Ce pays ne s’aime pas

Ce pays décidément n’aime rien, même pas ses propres enfants. La politique antifamiliale de M. Hollande commence déjà de faire sentir ses effets : la natalité, dernière puissance de la France, est en chute libre. À quoi aurait-on pu s’attendre d’autre quand les allocations familiales ont été ainsi sabotées depuis deux ans ? Quand l’école de la République produit exactement l’inverse de ce qu’elle prétend, c’est-à-dire qu’elle reproduit les inégalités sociales au lieu de les atténuer ? Quand elle n’enseigne rien, sinon à être Charlie ?

Mais qu’attendait-on quand, de François Hollande à Nicolas Sarkozy maintenant, pour qui en doutait encore, c’est en chœur que nos gouvernants proclament l’éternité de la loi Taubira, celle qui a définitivement ruiné le mariage ? Croyait-on sérieusement que les couples homosexuels allaient pourvoir au renouvellement des générations ?

On peut toujours y croire, si l’on attend la PMA et l’utérus artificiel, qui réglera définitivement la question de la gestation.

Ce pays ne s’aime pas qui, blessé par des attaques violentes, refuse d’en nommer les causes. Ce pays qui, pris de vertige devant son virage nihiliste, préfère s’abîmer dans les bras d’une charia importée qui, dorénavant, hante certains de ses quartiers, Belphégor non pas même symbolique, mais bien incarné, voiles qui cachent des visages humains aux yeux d’autres humains.

Ce pays ne s’aime pas non plus, et ce pays nous fait mal quand il se définit seulement par le terme trop vague et trop dur, trop dur comme tous les termes trop vagues, de laïcité, qui n’est que le string idéologique de l’athéisme gravé dans le marbre, aspiration vers le bas, vers le matériel triomphant, où il faut abandonner toute espérance.

Ce pays ne s’aime pas et ne nous aime pas qui demande seulement un peu plus de commerce, un peu plus de graphique orientés à la hausse pour trouver son bonheur.

Ce pays ne s’aime pas lui-même, qui fut celui des cathédrales où chaque pierre était ordonnée par rapport aux autres et au monde, où chacune était un symbole raisonné d’un ordre venu d’ailleurs et plus puissant, où chaque heure de sueur d’un ouvrier tendait à un but, s’embétonne maintenant lui-même, se rond-pointise, se zone-commercialise, ravage chaque mètre carré de ses paysages qui furent un jour les plus beaux du monde, comme si tout héritage se remplaçait sans réflexion, comme si tout neuf valait pour cette seule raison qu’il l’est.
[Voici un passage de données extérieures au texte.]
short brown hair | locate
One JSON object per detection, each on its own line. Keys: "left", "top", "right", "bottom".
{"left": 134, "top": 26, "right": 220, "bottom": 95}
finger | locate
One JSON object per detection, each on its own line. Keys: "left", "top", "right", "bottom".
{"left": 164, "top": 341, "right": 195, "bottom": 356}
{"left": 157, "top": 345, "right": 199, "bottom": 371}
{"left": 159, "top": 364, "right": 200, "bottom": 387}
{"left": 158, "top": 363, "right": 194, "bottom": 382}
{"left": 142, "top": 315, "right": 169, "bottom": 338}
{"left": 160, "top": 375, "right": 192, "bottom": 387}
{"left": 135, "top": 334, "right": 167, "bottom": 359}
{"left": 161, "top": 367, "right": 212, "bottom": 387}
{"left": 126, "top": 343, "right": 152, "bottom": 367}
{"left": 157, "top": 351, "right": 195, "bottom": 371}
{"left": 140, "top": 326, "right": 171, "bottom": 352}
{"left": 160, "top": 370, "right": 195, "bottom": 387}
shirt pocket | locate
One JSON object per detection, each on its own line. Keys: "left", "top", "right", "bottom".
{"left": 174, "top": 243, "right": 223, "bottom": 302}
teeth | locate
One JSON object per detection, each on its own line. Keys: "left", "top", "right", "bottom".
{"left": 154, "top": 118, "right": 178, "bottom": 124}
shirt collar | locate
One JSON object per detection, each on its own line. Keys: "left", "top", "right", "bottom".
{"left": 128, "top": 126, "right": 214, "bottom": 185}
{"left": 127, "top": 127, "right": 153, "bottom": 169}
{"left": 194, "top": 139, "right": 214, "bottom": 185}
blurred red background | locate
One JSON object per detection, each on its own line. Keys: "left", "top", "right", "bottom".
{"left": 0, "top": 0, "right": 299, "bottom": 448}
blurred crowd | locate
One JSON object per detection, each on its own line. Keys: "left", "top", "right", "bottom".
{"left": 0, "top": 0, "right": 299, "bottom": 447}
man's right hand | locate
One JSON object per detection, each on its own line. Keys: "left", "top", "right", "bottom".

Jésus pleurait sur cette génération qui était la sienne, et pleurait sur Jérusalem dont, comme une mère poule il voulait rassembler les oisillons. Dans notre ordre, qui n’est certes pas le sien, pleurons aussi sur la nôtre, à la nuque raide, fascinée par sa propre puissance – et il est vrai qu’elle l’est, puissante, productrice de prodiges inouïs et jamais vus – dont elle croit qu’elle la fera pour toujours durer.

Mais tout passe, et nul besoin d’être Héraclite pour le savoir. Mais surtout, plus que le passage, logique dans ce monde de la chute, du temps, de l’être, de la personne, de l’homme, c’est la somme de destruction contenue dans le temps où nous sommes qui est terrifiante.

À moins que de se cramponner dans des lieux retirés, coupés du monde, on voit de moins en moins ce qui reste à transmettre à ceux qui viennent après, qu’ils soient nos enfants ou ceux des autres. Un monde en proie à la violence endémique, où la méfiance est la règle ? Un monde concurrentiel, comme ils disent, où la seule pensée au réveil devient : « Combien vais-je pouvoir gagner aujourd’hui, par n’importe quel moyen » ? Un monde de conspiration contre toute existence réelle, où l’image dans le miroir est la dernière règle ?

Reste évidemment ce dont nous savons qu’il ne passera pas, Ses paroles. Mais qui les entendra ? Le veilleur attend dans la nuit l’aurore. Parfois on dirait qu’il s’endort.